Volpi se remite al libro de Merlin Donald A Mind So Rare. The Evolution of Human Consciousness (2) para explicar que un primer estado de la conciencia humana consiste en hacerse de un modelo del mundo. Esa habilidad la tienen hasta los mosquitos, lo cual les permite poder esquivar puertas, manoplazos y alcanzar el suculento capilar lleno de sangre. Luego, la segunda habilidad desarrollada consiste en percibir objetos y situaciones complejas —habilidad que los humanos compartimos con otros seres vertebrados. Después viene la “autonomía mental del ambiente” gracias al desarrollo de la memoria a corto plazo, que permite revivir un acto en vez de reaccionar inmediatamente a estímulos que nos rodean. Le sigue el desarrollo de la inteligencia social, que al parecer sólo tenemos los humanos y probablemente las ballenas y los delfines, que nos lleva a asumir que los demás individuos de nuestra especie esconden una vida interior igual a la nuestra.

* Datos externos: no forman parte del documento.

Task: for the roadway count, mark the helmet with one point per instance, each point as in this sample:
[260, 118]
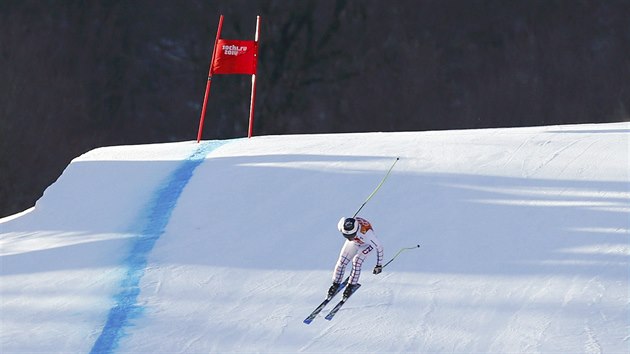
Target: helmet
[348, 227]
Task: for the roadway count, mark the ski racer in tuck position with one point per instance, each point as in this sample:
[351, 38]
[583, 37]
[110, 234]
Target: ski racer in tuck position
[360, 242]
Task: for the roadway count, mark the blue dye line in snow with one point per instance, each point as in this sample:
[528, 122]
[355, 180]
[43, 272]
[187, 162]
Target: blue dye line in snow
[159, 213]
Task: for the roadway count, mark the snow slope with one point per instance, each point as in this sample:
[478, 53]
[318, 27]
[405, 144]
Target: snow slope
[226, 246]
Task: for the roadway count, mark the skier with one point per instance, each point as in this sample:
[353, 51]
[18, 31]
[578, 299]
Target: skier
[360, 242]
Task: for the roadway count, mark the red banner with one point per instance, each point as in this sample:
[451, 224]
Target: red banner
[235, 57]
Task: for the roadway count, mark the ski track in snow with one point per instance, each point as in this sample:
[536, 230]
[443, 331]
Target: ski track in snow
[160, 209]
[524, 237]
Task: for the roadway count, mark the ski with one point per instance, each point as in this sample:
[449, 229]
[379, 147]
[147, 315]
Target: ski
[333, 312]
[321, 306]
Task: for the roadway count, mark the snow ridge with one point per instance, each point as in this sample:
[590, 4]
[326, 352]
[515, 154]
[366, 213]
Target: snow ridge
[159, 210]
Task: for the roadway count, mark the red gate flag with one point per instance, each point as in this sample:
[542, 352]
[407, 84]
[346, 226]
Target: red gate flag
[235, 57]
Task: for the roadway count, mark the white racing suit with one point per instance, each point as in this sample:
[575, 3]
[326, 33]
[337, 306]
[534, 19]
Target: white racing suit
[364, 243]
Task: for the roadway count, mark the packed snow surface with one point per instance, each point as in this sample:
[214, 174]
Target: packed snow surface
[226, 246]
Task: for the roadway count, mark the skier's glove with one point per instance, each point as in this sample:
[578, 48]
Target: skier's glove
[378, 269]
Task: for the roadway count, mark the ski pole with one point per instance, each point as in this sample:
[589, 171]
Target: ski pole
[399, 252]
[377, 188]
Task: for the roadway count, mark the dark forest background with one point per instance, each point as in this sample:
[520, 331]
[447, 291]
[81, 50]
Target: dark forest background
[75, 75]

Por último se desarrolla la “imaginación simbólica” que es la capacidad de poder vivir desde una mente que está formada no sólo por neuronas y moléculas que la componen, sino por las ideas y símbolos que esa mente produce.

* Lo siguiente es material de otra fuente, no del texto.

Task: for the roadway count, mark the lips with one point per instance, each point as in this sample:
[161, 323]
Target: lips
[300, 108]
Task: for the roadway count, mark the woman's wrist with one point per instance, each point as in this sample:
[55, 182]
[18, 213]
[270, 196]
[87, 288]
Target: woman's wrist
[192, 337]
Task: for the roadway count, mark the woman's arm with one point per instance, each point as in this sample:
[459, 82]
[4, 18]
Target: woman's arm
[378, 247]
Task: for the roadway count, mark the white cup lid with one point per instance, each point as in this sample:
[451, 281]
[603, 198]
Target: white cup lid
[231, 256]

Roger Bartra bautiza como “exocerebro” en su libro “La antropología del cerebro” esta capacidad humana de la imaginación simbólica.
Es decir, que la conciencia está también configurada por toda una serie de símbolos, ideas, mitologías y literatura —sobre todo si entendemos literatura como los mitos de nuestra era moderna; así la definía Lacan. Todo lo imaginado configura a la mente. La “hace”, es parte de su materia. Es por ello que leer (es decir, hacer propias las palabras generadas por otra conciencia, acceder a un sistema de símbolos que amplía el propio mediante un recuento de memorias y vivencias que se vuelven parte de las propias) configura no solo las maneras que tenemos de pensar sino que organiza a la mente misma.

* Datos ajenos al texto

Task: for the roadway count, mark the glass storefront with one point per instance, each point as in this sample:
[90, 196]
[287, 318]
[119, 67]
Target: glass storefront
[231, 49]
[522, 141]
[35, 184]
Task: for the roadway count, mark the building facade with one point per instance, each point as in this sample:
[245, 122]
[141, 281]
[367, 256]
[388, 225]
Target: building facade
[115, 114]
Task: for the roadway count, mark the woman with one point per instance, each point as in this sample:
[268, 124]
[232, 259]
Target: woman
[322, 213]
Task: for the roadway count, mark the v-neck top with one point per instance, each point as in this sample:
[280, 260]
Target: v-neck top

Cuando leo literatura (no información, no datos, sino literatura —es decir, textos que parten de la conciencia de otro ser de mi especie para reconfigurar la mía) mi mente guarda los recuerdos de Emma Bovary como si fueran propios (Madame Bovary c’est moi). Revive las ocurrencias de Jim al escaparse de la Isla del Tesoro, examina y sufre los retortijones de culpa y las interminables justificaciones que llevaron al crimen al estudiante Razkolnikov. Así trabaja la mente, imitando otras vidas, almacenando memorias propias y ajenas, aprendiendo del juego que es la vida y del otro juego que es el simulacro de vivir que nos presenta la literatura. Es una manera de ser (no de hablar de o con) los demás. De tener una misma conciencia conectada al todo (o a buena parte del Todo de la especie).
Pero este sueño de la conexión a la conciencia colectiva, ¿es real?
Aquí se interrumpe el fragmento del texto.